Apaguei a luz e ouvi alguém remexendo no pátio. Depois,
subiu a voz de um cão, aguda e longa; parecia lamentar-se. Subiu, passando
diante da janela, perdeu-se na noite quente. Depois abriu-se uma persiana (ou
se fechou?). Longe, muito longe, mas talvez eu me enganasse, uma criança se pôs
a chorar. Depois, novamente o ulular do cão, longo como antes. Eu não conseguia
dormir.
Vozes de homens
vieram de alguma outra janela. Eram baixas, como murmuradas entre o sono. De
uma sacada abaixo, ouvi um cip, cip, zitevitt, e algumas batidas de asas.
"Flório!", ouviu-se chamar de repente, devia ser duas ou três casas
mais adiante. "Flório!", parecia uma mulher, mulher angustiada, que
tivesse perdido o filho.
Mas por que o
canarinho do andar de baixo acordara? Que havia? Com um rangido lamentoso, como
se fosse empurrada devagarinho por alguém que não queria fazer-se ouvir, uma
porta se abriu em algum lugar da casa. Quanta gente acordada a essa hora,
pensei. Estranho, a essa hora.
"Tenho medo,
tenho medo", queixou-se ela procurando-me com o braço. "Oh,
Maria", perguntei, "Que tem você?" Respondeu com voz tênue:
"Tenho medo de morrer." "Você sonhou de novo?" Fez que sim,
devagarinho, com a cabeça. "De novo aqueles gritos?" Fez sinal que
sim. "E você ia morrer?" Sim, sim, indicava, procurando olhar-me, com
as pálpebras grudadas pelo sono.
Há alguma coisa,
pensei: ela sonha, o cão uiva, o canarinho acordou, as pessoas se levantam e
falam, ela sonha com a morte, como se todos tivessem sentido uma coisa, uma
presença. Oh, o sono não vinha e as estrelas passavam. Ouvi distintamente no
pátio o ruído de um fósforo aceso. Por que alguém se punha a fumar às três
horas da manhã? Então senti sede, levantei-me e saí do quarto para beber água.

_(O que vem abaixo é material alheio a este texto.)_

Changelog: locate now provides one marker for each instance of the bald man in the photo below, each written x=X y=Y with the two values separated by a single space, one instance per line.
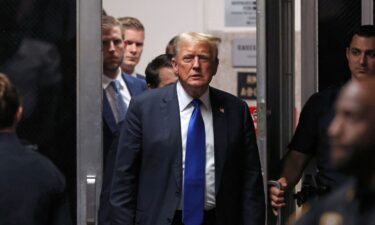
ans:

A triste lâmpada do corredor estava acesa, percebi vagamente a mancha preta no
ladrilho e parei, assustado. Olhei: a mancha preta se movia.Ou melhor, movia-se
um pedacinho (ela sonha que vai morrer, o cão uiva, o canarinho acorda, pessoas
se levantaram, uma mãe chama o filho, as portas rangem, alguém fuma, e há
talvez um choro de criança).
Vi, no chão, o bichinho preto que movia uma patinha. Era a do meio, à direita. O resto estava imóvel, uma mancha de tinta que caíra da morte. Mas a perninha remava fracamente como se quisesse subir de novo alguma coisa, o rio das trevas, talvez. Teria ainda esperança?
Durante duas horas e
meia, dentro da noite — senti um calafrio —, o imundo inseto grudado no
ladrilho pelas suas próprias mucilagens viscerais, durante duas horas e meia
continuara a morrer e ainda não acabara. Maravilhosamente continuava a morrer,
transmitindo, com a última patinha, a sua mensagem. Mas quem a podia colher às
três da manhã, na escuridão do corredor de uma pensão desconhecida? Duas horas
e meia, pensei, continuamente para cima e para baixo, a última porção de vida
na perninha sobrevivente, para invocar justiça. O pranto de uma criança — lera
um dia — basta para envenenar o mundo. Em seu coração, Deus onipotente quisera
que certas coisas não acontecessem, mas não pôde impedi-lo porque por ele mesmo
foi decidido. Mas uma sombra jaz ainda sobre nós. Esmaguei o inseto com o
chinelo e, esfregando no chão, esmigalhei-o num longo rasto cinza.
Então, finalmente, o
cão calou-se, ela, no sono, se acalmou e parecia quase sorrir, as vozes se
apagaram, calou a mãe, não se percebeu mais nenhum sintoma de inquietude do
canarinho, a noite recomeçava a passar sobre a casa cansada, a morte fora
inchar sua inquietude em outras partes do mundo.